# Molecular Solution

## Water

Water molecular models are computational techniques that have been developed in order to help discover the structure of water. In this section, you will be asked to calculate some physical properties based on classical molecular dynamics simulation. The TIP3/Fw model will be used in the simulations.

We have prepared a CP2K input file `water.inp`

for running a MD simulation of liquid water using the force field from the first exercise (parameterized by Praprotnik et al.).

wget https://www.cp2k.org/_media/exercises:2021_uzh_acpc2:water.zip unzip water.zip

**TASK 1**

- Check that the MD simulation is energy conserving and
*well-behaved*. - What are the final average temperatures of the simulation?
- The initial atomic configuration stems from an equilibration run. At which temperature was the system (approximately) equilibrated?

Next, we are going to analyze the trajectories in order to calculate the radial distribution function (rdf, $g(r)$) as a function of the distance $r$.

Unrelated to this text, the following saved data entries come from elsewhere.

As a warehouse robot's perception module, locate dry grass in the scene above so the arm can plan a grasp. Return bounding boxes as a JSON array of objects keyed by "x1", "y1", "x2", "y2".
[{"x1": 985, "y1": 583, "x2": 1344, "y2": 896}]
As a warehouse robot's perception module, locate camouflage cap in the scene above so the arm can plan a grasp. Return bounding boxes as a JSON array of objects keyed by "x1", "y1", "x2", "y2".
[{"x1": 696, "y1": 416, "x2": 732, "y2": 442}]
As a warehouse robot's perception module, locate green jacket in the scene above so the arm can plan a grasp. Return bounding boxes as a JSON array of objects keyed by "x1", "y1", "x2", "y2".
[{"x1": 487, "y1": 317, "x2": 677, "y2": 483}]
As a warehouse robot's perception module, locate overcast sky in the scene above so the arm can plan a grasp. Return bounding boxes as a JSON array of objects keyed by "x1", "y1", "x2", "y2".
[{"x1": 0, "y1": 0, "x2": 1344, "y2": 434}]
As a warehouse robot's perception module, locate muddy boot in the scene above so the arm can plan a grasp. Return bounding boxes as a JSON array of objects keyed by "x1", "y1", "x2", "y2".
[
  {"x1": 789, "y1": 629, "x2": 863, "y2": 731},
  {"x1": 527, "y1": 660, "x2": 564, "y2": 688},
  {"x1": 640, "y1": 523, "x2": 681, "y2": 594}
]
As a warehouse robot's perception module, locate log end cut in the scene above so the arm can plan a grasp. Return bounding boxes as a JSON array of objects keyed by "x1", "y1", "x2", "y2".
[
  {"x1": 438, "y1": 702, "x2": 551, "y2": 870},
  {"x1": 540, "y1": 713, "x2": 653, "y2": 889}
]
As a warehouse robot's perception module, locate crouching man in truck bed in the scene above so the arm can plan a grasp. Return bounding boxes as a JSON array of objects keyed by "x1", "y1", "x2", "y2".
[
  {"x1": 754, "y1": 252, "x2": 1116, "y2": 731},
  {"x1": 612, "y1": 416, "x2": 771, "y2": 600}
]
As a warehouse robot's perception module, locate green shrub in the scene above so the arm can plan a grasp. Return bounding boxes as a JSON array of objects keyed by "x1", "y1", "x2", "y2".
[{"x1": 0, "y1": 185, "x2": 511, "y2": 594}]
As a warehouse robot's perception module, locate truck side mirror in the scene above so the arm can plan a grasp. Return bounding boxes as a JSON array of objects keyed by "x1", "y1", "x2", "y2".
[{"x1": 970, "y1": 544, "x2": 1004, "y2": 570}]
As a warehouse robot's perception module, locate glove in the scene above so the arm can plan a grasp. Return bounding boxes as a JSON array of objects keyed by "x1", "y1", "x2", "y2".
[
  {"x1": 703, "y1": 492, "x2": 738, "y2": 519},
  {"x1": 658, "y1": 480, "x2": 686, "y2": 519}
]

VMD comes with an extension for exactly this purpose: In the VMD Main window open “Extensions → Analysis” click on “Radial Pair Distribution function $g(r)$”. In the appearing window use “Utilities → Set unit cell dimensions” to let VMD know the size of the periodic simulation box which you used. After that use Selection 1 and 2 to define the atomic types that you want to calculate the rdf for, for example “element H”.

**TASK 2**

- Plot $g_{O-O}(r)$ at 300K and the experimental value provided in
`goo.ALS`

taken at 300 K into the same graph.

Now, we will calculate the diffusion coefficient which is a proportionality constant between the molar flux due to molecular diffusion and the gradient in the concentration of the species (or the driving force for diffusion) and is defined by:
**$6D=\lim_{t\to\infty} \ \frac{\delta <r^2(t)>}{\delta t}$**

To evaluate this expression, all that is needed is to evaluate the average of the square of the distance that each atom has traveled since the start of the production phase of the dynamics for each point in time during the simulation, and examining the slope of this function in the long time limit. By storing the initial coordinates, it is straightforward to evaluate the square of the traveled distance. However, some care is needed due to the use of periodic boundary conditions: the program stores x, the coordinates, but in many programs, during the dynamics, if any atom has its x, y, or z coordinate become larger than the box size or smaller than zero, it is moved back to the other side of the box. This has the effect of making the raw distance traveled meaningless. Finally, if you take care of the above, the value of D is obtained from the slope, at a long time, of the right-hand side of the above equation (also be careful with the units).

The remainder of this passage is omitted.